The Editor’s Choice article from the March issue of CJCE is the preface to the Artificial Intelligence and Machine Learning Applications in Chemical Engineering Special Issue Section by guest editor Simant Upreti of Toronto Metropolitan University. Within the preface, Dr. Upreti summarizes the 16 invited articles that make up this special issue section and notes the role of artificial intelligence and machine learning in the chemical engineering field: “Artificial intelligence (AI) and machine learning (ML), as they penetrate human endeavours from all walks of life, hold significant prospects in not only replacing complex tasks requiring supervision but also solving difficult problems and enhancing performance in a variety of scenarios. Chemical engineering, which is intimately involved with the transformation of materials and energy, is a fertile ground for AI and ML applications.” Be sure to explore this special issue section for insight into these exciting topics.
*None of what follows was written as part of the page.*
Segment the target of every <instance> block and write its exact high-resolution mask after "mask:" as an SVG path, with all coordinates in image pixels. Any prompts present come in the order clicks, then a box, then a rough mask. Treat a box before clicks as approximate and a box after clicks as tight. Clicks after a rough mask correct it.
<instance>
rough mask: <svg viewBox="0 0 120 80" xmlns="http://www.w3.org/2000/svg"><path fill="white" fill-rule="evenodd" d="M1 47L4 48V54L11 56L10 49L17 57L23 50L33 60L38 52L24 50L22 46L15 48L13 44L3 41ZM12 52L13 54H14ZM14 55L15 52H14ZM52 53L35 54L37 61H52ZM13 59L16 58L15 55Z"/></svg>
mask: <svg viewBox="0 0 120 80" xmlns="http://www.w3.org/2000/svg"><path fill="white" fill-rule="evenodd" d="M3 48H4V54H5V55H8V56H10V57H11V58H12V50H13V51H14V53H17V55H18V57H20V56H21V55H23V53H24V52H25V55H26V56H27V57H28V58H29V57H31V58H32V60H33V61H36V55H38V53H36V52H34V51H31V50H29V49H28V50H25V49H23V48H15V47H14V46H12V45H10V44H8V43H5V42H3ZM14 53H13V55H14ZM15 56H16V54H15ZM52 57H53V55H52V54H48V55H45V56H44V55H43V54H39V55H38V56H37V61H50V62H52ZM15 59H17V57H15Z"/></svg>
The first issue highlight from the issue is an open access article from the special issue section, titled “Assuring optimality in surrogate-based optimization: A novel theorem and its practical implementation in pressure swing adsorption optimization” by Carine Menezes Rebello, Erbet Almeida Costa, Antonio Santos Sánchez, Fredy Vides, and Idelfonso B. R. Nogueira of the Norwegian University of Science and Technology, Federal University of Ouro Preto (Brazil), and National Autonomous University of Honduras. The authors note that “The main contribution of this work is the derivation of a robustness test that guarantees the optimality of surrogate-based optimization. The derivation of this metric is based on the universal approximation theorem. The full framework proposed in this work is also composed by a sampling sizing methodology to randomly select samples within a feasible operating region (FOR) resulting from the optimization population, reducing the computational cost of the analysis and avoiding biases in the robustness calculation.” They continue that “The applicability and importance of this methodology are demonstrated through a case study of a complex chemical process—a pressure swing adsorption (PSA) unit—which presents a high computational cost to solve optimization problems. The results highlight the need and importance of evaluating the optimality of surrogate-based optimization schemes.”
The next issue highlight from the March issue is another open access article from the special issue section: “A new intelligent prediction model using machine learning linked to grey wolf optimizer algorithm for O2/N2 adsorption” by Hossein Mashhadimoslem, Vahid Kermani, Kourosh Zanganeh, Ahmed Shafeen, and Ali Elkamel of University of Waterloo and Natural Resources Canada. Within this article, the authors “address the deficiency and predict the adsorption performance in different adsorbents” by proposing “a new optimizer linked to the machine learning (ML) model considering the performance of the adsorption process.” They continue that “The main goal is to predict adsorption under different process conditions with different adsorbents and provide a unified framework, leading to the prediction of adsorption phenomena instead of traditional isotherm models. This research focuses on predicting the adsorbed amount of O2 and N2 on several carbon-based adsorbents using the ML approach linked to the grey wolf optimizer algorithm (GWO).” Ultimately, “The new ML-generated model can accurately predict the adsorption process behaviour of different carbon-based adsorbents under various process conditions. The results of this research have the potential to assist a wide range of gas separation industries.”
The final issue highlight is an open access article from authors Shazia Tanvir, Amandeep Kaur, and William A. Anderson of University of Waterloo: “Rapid determination of the antimicrobial properties of surfaces using an enzymatic activity surrogate”. Within this article, the authors explore a different methodology for examining the antimicrobial activity of metals-based surfaces: “Typical approaches for assessing the antimicrobial activity of metals-based surfaces involve the contact of a bacterial culture with the surface for a period of time, followed by culturing on agar plates to assess the decrease in microbial viability versus controls. This is a time-consuming methodology requiring at least 24 h to produce a set of results, which can be a bottleneck for productivity in novel materials development. An enzyme-based method was shown to be a satisfactory and much more rapid surrogate test for this application.”